Chemistry's Periodic Table of Elements, organizing elemental atoms by the number of protons in their nucleus, is probably the best classification ever created.

Another famous example of categorization and classification is the Dewey Decimal Classification card catalogs used by American libraries.

Ontological classification works best when you need a domain-specific hierarchy with formal categories. To help make ontology a workable classification strategy, you need expert catalogers and coordinated expert users. On the other hand, if you've got a large, ill-defined corpus, naive users, catalogers who aren't experts, and no one to say authoritatively what's going on, then ontology is going to be a bad strategy. Based on this, it's not necessarily clear how good a fit the Semantic Web's Ontology Language will be. However, a Technology Architecture for specifying IT standards is an ideal candidate for ontological classification.

Look for example at IT Infrastructure. It consists of Clientware, Middleware, Serverware, Manageware, and Platforms, as illustrated below:

Click on the above image to view a more legible Flash version.

The $64,000 question is, how well does the above model describe infrastructure in terms of its descriptive and predictive value?


Anonymous Anonymous said...

Clay's points on When NOT to use formal Ontology makes sense to me. The points you are making in reference to the graphics will be helped if those graphics were visible to my IE browser.


5:07 PM  
Blogger ITscout said...

To view the graphic in detail, you have a couple of choices.
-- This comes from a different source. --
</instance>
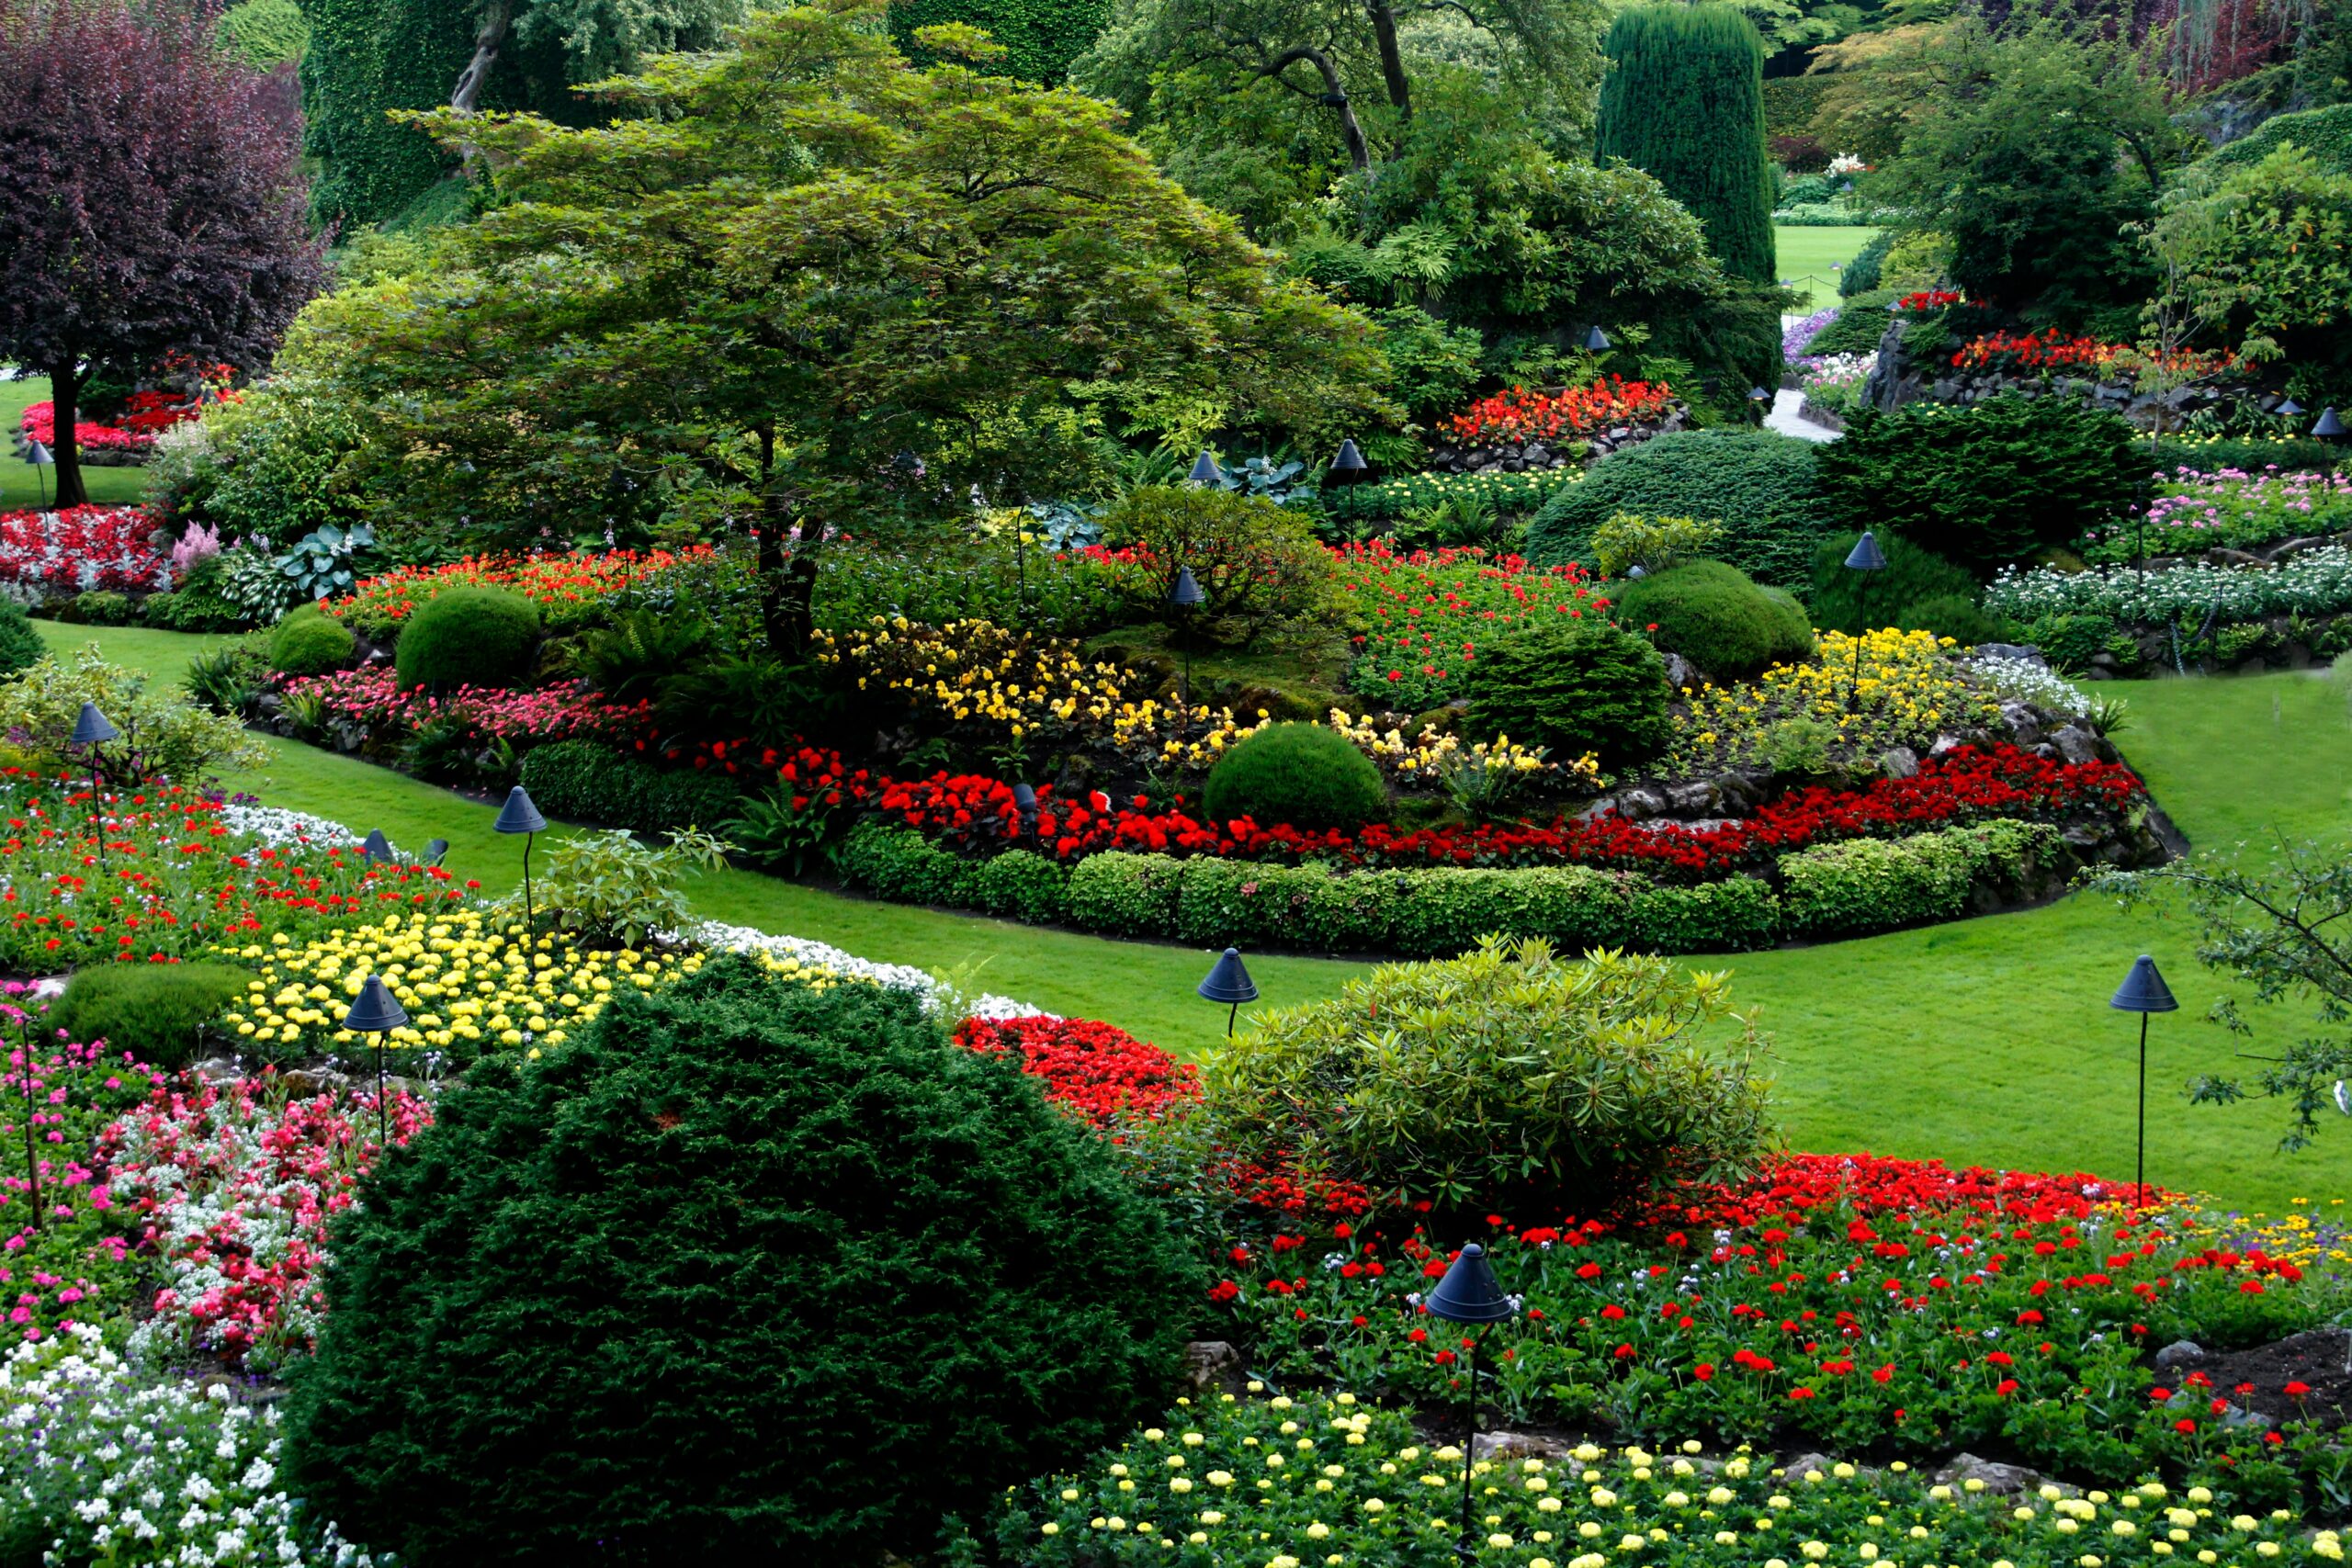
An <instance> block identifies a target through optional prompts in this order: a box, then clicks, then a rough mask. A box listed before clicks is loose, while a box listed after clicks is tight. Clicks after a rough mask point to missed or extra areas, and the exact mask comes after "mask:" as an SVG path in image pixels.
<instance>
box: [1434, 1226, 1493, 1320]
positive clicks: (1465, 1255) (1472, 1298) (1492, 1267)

You can access the pdf version of the IT Infrastructure Roadmap poster and use Acrobat's Zoom In Tool.

Alternatively, you can login to ITscout and use Flash's Zoom In feature.

11:59 PM  
Blogger Jack Krupansky said...

I expect the confusion between the terms taxonomy and ontology will continue for quite some time.

The easy way to understand the difference is to think of an ontology as a vocabulary. The words you use to describe entities and their relationships and interactions. An ontology is essentially the set of characteristics or attributes used to describe entities. A taxonomy is a hierarchical categorization of entities based on *some* selected characteristics.

Taxonomy is nice when it actually elaborates some interesting entity characteristics, but a lot of situations have entities which don't nest cleanly into other than a relatively flat hierarchy.

Ontology is the right place to start; that's what a database architect does.

In the case of open semantic networks, some standards for ontology are essential. The actual taxonomy will evolve and "emerge" over time as actual entities come into existence that utilize the attributes described by the ontology.